Principles of Magnetohydrodynamical Control of Internal and External Supersonic Flows

Abstract

This paper demonstrates the possibility of active magnetohydrodynamic (MHD) control of supersonic flows containing shock waves. The shock wave configurations that occur at the inlet to a supersonic diffuser and in front of a streamlined semicylindrical model are used for the purpose of investigation. The impact is carried out by organizing local gas discharge regions when applying a magnetic field transverse to gas discharge currents. It has been shown that by changing the local region of application, the intensity and the direction of the gas discharge currents, it is possible to change the intensity and direction of the ponderomotive force acting on the gas flow during MHD interaction. The ponderomotive force control allows for acting locally on the shape and position of shock waves, the speed and direction of the flow, and the increase or reduction of pressure near the surface of the streamlined body.
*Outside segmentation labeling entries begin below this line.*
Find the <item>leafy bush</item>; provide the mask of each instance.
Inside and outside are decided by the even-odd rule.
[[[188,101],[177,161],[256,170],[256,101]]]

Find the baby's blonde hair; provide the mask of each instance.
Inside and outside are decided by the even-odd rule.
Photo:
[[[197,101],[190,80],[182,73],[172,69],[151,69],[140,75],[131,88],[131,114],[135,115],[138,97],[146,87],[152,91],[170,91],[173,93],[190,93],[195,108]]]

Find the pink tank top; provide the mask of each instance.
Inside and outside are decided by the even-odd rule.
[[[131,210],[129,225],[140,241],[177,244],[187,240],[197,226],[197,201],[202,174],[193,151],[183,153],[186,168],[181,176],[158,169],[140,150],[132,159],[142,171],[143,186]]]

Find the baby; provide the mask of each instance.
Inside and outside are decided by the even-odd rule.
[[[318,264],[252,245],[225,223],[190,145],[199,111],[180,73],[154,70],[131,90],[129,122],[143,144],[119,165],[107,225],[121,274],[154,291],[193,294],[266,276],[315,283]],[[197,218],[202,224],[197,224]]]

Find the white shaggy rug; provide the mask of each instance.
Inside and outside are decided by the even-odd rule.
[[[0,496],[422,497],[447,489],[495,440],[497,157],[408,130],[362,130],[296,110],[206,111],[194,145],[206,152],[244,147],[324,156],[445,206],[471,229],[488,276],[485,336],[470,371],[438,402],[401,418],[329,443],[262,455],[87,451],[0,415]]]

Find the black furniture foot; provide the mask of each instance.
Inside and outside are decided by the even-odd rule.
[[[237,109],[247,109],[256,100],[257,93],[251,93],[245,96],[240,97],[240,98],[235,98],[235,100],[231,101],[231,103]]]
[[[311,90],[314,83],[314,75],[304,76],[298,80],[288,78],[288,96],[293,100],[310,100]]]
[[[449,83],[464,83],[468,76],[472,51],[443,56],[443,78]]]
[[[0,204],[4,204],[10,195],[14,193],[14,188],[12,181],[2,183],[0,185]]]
The experiments were carried out on a gas dynamic setup based on a shock tube in a gas dynamic path, capable of creating supersonic flows in a wide range of Mach numbers at M = 4–7. There was a possibility of organizing the electric and pulsed magnetic fields with an intensity of up to 1.5 T. The given experimental Schlieren flow patterns and the analysis of the obtained data demonstrate the MHD effect on: the change in the angle of inclination of the attached shocks, both into increase and decrease; the bow shock wave approaching the body or the removal from it; and the change in the aerodynamic drag and lift force of the streamlined bodies.